The Oregon Health Authority recently released its January 2016 review of marijuana consumption in the state. The review, “Marijuana Report: Marijuana use, attitudes and health effects in Oregon,” is a 70-page document that covers the behaviors, knowledge and attitudes of youth and adult use, as well as public health and social consequences for the state.
Beyond documenting the public health effects of marijuana, the report’s initial data is meant to create a baseline for tracking trends over time, which is intelligence that current and potential market entrants can harness to make informed decisions in the legal marijuana industry.

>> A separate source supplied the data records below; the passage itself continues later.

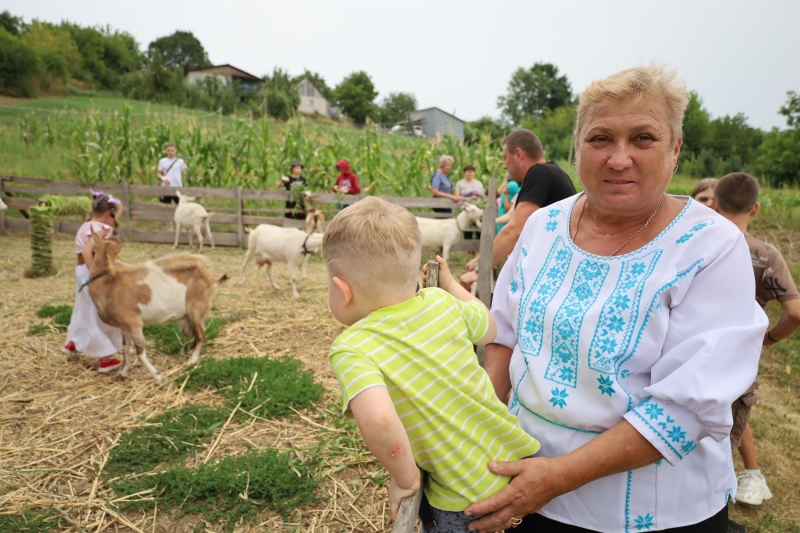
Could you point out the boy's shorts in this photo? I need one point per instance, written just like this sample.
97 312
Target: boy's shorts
741 413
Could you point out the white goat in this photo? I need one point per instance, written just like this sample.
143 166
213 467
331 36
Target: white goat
445 233
315 218
195 218
289 245
168 289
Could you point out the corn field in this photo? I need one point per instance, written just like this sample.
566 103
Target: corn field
239 152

With one in 10 eighth-graders and one in five 11th-graders reporting current marijuana use in 2015, the OHA found that the state’s numbers on youth marijuana use are comparable to national patterns. However, the OHA noted that youth prevention programs could be needed, as 62 percent of 11th-graders reported having easy access to marijuana.
Above Average Adults
While Oregon’s numbers on youth marijuana use are comparable to the rest of the country, the state’s numbers on adult marijuana use are higher than national patterns. Forty-eight percent of adults in Oregon reported having tried marijuana, and one in 10 adults reported that they currently use marijuana. More men reported using marijuana than women, at 14 percent and 8 percent, respectively. Young adults, 18-24 years old, reported the highest rates of use.
Marijuana is versatile as far as methods by which it can be consumed. While vaping seems to be gaining a foothold in the legal market, numbers show it is not the most popular method of marijuana consumption in Oregon.
For the purposes of the OHA’s review, adults who used marijuana within the one-month reporting period were asked, “How did you use marijuana in the past 30 days?”
With 89 percent of current marijuana users reporting that they had smoked the substance, smoking trumped all other consumption methods. Edibles ranked second, with 27 percent of current users reporting that they had opted for edibles. At 14 percent, vaping came in next to last, and drinking marijuana beverages came in last at 4 percent.